First of all you cannot use [0,1,1,0] for indexing here, so you're using the wrong term.

>>> a_np_array[[0,1,1,0]]  # Not useful at all
array(['a', 'b', 'b', 'a'], 
      dtype='|S1')

If I understood this correctly you're simply trying to check whether items of a_np_array exist in ['b', 'c'], for that use numpy.in1d, but as it returns boolean array we just need to convert it integer array.

>>> np.in1d(a_np_array, ['b','c'])
array([False,  True,  True, False], dtype=bool)
>>> np.in1d(a_np_array, ['b','c']).astype(int)
array([0, 1, 1, 0])

Coming to why a_np_array in ['b', 'c'] didn't work?

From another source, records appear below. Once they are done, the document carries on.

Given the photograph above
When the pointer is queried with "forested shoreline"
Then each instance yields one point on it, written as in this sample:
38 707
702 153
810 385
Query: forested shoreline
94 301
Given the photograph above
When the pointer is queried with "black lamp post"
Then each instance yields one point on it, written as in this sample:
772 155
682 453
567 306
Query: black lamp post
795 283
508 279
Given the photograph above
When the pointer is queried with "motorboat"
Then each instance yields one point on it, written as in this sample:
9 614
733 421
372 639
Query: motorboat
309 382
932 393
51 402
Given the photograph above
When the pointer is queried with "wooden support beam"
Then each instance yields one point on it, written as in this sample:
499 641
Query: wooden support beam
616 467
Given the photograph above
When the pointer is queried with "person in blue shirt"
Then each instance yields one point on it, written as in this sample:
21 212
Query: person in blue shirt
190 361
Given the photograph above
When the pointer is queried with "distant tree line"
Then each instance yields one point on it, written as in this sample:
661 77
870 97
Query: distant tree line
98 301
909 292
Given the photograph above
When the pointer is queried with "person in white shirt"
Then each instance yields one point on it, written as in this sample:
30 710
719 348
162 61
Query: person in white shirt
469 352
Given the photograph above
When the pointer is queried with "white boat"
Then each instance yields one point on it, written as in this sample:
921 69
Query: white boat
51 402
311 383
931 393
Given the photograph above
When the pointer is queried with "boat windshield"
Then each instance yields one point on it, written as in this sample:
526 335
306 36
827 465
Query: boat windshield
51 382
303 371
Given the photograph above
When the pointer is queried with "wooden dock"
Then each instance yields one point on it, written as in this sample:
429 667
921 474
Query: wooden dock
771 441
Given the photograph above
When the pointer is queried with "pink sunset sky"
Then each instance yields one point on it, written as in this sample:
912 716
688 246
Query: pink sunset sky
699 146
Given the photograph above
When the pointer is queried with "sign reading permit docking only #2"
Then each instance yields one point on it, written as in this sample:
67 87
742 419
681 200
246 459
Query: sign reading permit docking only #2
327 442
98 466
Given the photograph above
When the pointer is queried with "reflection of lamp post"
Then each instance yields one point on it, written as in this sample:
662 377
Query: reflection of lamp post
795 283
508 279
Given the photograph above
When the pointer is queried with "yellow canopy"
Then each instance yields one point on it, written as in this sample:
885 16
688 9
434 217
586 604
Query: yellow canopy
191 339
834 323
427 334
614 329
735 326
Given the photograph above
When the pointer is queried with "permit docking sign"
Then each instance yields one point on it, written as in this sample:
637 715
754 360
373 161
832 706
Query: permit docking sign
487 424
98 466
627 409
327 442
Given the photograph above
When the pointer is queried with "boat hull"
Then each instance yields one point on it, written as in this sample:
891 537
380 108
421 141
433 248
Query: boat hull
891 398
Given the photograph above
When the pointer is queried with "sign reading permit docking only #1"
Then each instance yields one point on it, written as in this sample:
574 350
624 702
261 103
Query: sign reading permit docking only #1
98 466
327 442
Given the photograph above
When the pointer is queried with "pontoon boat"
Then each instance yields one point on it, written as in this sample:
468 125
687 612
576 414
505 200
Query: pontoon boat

Here the in operator will call the __contains__ method of the list object(['b', 'c']) and then for each object in list Python will use the method PyObject_RichCompareBool to compare each item to a_np_array. PyObject_RichCompareBool first of all simply checks if the items to be compared are the same object, i.e same id(), if yes return 1 right away otherwise call PyObject_RichCompare on them. Hence this will work:

>>> a_np_array in [a_np_array, 'c', 'a']
True

But this won't:

>>> a_np_array in [a_np_array.copy(), 'c', 'a']
Traceback (most recent call last):
  File "<ipython-input-405-dfe2729bd10b>", line 1, in <module>
    a_np_array in [a_np_array.copy(), 'c', 'a']
ValueError: The truth value of an array with more than one element is ambiguous. Use a.any() or a.all()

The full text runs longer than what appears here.